Cameroun : Le CJARC lance un plaidoyer historique pour l’emploi des personnes handicapées visuelles
Cameroun : Le CJARC lance un plaidoyer historique pour l’emploi des personnes handicapées visuelles
YAOUNDÉ – Ce 16 décembre 2025, le Club des Jeunes Aveugles Réhabilités du Cameroun (CJARC) a franchi une étape décisive dans la lutte pour l’égalité des chances. En présentant officiellement son plaidoyer pour le recrutement des personnes handicapées visuelles (PHV) dans les secteurs public et privé, l’organisation appelle à passer des textes de loi à une inclusion réelle et concrète.
Au Cameroun, malgré un arsenal juridique existant, le monde du travail reste encore largement fermé aux personnes handicapées visuelles. C’est pour briser ce « plafond de verre » que le CJARC, en partenariat avec la Mission Évangélique Braille (MEB), a réuni ce jour à Yaoundé les décideurs politiques, les chefs d’entreprises et la société civile.
Un cadre légal solide, mais une application timide
Depuis la ratification en 2021 de la Convention des Nations Unies relative aux Droits des Personnes Handicapées et la loi nationale de 2010, le droit au travail est pourtant garanti. L’article 16 du décret de 2018 prévoit même des « emplois protégés ».

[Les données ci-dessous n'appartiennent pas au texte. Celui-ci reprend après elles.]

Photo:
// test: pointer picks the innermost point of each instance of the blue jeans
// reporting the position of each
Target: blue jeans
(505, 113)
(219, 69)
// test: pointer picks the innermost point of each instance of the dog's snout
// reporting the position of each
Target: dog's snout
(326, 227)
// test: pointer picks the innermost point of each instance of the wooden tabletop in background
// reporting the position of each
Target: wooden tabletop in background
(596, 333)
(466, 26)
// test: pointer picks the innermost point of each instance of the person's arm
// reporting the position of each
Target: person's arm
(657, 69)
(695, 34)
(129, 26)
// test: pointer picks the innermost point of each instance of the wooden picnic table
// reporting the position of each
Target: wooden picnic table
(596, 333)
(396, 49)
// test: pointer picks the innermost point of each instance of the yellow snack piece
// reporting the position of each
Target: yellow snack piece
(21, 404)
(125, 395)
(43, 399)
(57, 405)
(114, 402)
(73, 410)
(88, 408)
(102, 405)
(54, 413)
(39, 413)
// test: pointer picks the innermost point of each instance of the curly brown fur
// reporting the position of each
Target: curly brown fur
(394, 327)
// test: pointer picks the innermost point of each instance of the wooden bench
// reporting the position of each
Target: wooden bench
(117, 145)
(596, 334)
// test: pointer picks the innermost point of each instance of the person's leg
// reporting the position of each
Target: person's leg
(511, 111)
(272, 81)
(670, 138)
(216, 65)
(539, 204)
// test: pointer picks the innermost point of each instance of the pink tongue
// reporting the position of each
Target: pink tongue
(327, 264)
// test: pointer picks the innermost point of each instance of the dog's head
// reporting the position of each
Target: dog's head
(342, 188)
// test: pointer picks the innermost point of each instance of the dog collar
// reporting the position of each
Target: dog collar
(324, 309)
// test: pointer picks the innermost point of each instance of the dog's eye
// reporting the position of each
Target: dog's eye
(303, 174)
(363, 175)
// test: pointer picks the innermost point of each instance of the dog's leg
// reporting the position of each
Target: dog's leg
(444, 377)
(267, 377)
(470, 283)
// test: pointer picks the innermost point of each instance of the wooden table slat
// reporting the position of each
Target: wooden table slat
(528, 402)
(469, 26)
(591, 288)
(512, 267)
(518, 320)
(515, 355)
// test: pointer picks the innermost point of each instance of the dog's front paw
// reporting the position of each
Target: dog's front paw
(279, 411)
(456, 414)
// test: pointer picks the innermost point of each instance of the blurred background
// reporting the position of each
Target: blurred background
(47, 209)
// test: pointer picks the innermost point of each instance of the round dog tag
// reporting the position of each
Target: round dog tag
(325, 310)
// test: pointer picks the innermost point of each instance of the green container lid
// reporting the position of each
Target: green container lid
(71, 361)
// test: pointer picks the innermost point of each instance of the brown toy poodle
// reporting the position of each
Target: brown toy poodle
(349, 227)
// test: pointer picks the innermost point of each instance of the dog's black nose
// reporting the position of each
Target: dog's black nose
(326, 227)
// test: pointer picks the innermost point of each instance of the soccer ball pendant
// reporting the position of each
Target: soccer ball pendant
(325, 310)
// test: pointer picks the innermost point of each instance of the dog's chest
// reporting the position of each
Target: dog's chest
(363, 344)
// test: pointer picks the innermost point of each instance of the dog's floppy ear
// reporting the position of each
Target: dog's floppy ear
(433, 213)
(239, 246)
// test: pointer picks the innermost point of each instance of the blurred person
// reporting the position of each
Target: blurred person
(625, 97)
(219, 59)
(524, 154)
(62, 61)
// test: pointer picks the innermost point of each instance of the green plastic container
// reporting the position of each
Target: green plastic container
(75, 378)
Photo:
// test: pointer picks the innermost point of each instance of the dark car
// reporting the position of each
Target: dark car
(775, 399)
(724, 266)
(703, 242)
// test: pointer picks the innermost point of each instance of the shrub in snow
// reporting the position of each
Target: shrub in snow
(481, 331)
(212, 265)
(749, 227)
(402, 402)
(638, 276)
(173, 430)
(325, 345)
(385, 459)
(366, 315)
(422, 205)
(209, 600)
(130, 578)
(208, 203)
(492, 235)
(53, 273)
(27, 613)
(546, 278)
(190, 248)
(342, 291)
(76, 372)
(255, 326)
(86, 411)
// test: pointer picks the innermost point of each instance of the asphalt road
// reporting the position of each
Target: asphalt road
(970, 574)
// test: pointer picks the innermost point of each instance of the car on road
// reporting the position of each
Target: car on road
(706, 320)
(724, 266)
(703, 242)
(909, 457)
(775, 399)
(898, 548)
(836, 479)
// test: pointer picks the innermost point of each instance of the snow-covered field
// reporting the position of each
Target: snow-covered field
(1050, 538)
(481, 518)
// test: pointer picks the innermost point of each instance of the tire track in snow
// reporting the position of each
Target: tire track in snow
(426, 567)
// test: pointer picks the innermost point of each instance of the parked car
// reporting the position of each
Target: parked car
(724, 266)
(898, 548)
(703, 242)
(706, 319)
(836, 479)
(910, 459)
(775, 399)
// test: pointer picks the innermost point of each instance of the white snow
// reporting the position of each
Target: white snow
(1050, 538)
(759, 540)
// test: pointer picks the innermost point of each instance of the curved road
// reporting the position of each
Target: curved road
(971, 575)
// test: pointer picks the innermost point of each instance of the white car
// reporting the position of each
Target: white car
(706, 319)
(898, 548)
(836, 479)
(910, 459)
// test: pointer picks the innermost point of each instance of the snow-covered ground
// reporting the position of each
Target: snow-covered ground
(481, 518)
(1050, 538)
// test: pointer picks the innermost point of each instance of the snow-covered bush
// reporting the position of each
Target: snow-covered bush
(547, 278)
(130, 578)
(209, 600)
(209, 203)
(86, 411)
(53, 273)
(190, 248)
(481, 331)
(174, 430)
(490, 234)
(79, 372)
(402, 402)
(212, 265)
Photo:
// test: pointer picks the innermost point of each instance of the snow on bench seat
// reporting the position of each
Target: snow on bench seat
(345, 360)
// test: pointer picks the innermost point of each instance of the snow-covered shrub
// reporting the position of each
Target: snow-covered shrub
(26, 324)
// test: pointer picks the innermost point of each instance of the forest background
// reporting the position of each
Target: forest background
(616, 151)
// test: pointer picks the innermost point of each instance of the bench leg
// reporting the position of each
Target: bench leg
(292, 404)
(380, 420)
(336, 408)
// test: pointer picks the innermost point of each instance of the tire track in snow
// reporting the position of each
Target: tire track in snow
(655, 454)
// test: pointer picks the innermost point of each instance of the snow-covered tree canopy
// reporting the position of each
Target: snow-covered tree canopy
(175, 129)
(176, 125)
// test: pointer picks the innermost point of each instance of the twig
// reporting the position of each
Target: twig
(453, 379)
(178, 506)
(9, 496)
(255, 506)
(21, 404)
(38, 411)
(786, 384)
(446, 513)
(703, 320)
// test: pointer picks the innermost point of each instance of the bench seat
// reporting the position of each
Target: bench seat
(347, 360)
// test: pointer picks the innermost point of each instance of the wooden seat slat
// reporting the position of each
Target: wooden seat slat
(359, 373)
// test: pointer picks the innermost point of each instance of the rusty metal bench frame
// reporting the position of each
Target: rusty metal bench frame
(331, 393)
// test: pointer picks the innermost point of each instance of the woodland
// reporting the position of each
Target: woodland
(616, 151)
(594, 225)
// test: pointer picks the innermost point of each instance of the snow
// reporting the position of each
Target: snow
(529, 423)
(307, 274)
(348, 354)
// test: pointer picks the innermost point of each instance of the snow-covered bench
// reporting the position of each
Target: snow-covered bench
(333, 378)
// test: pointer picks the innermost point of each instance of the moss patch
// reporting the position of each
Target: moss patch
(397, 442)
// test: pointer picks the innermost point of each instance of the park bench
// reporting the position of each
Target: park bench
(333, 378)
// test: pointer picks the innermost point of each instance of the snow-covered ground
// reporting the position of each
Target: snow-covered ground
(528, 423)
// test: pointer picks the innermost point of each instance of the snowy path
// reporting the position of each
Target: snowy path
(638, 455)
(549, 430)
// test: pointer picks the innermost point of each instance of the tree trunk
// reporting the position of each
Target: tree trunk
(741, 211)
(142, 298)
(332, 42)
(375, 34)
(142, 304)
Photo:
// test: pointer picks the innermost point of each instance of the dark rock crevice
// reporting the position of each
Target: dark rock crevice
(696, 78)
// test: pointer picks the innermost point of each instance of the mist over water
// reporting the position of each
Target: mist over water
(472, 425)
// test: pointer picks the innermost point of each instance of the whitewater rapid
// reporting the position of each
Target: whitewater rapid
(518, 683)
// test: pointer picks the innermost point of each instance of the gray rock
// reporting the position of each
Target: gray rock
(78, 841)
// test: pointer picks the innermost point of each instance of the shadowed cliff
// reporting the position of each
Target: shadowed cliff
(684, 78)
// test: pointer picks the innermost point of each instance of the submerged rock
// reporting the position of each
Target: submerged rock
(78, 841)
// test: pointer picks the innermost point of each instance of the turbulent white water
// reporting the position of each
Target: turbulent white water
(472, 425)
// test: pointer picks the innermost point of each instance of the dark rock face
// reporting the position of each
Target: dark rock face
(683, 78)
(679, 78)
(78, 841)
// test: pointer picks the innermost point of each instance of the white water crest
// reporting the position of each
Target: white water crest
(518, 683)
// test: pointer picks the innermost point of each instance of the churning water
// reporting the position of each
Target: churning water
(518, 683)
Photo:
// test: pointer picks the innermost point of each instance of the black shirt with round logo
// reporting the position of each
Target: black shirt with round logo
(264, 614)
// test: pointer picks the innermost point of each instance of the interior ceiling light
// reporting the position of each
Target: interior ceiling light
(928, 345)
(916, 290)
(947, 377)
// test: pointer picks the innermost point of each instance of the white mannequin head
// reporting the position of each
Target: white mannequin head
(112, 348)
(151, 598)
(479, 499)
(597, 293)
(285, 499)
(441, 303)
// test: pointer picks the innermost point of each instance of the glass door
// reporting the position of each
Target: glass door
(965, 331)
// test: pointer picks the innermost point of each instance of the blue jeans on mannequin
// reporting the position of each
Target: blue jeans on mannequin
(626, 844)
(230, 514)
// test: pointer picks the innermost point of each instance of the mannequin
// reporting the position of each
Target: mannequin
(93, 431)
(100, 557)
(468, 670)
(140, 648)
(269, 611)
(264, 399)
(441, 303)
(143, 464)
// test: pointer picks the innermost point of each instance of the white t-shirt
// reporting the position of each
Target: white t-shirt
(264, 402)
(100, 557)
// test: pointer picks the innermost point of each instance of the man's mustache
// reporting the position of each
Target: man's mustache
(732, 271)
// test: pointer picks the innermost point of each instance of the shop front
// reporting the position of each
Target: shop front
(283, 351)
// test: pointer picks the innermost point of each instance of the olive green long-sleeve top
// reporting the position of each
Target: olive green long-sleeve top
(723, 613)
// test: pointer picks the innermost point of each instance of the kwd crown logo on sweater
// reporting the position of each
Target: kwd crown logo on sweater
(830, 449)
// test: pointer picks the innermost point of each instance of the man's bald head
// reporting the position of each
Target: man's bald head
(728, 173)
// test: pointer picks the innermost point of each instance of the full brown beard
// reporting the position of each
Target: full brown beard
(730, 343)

Pourtant, le constat sur le terrain est amer : préjugés, absence d’aménagements des postes et manque de quotas contraignants maintiennent les PHV dans la précarité. « Le handicap ne signifie pas l’incapacité », rappelle le plaidoyer du CJARC, qui souligne que ces citoyens possèdent des compétences précieuses pour le développement national.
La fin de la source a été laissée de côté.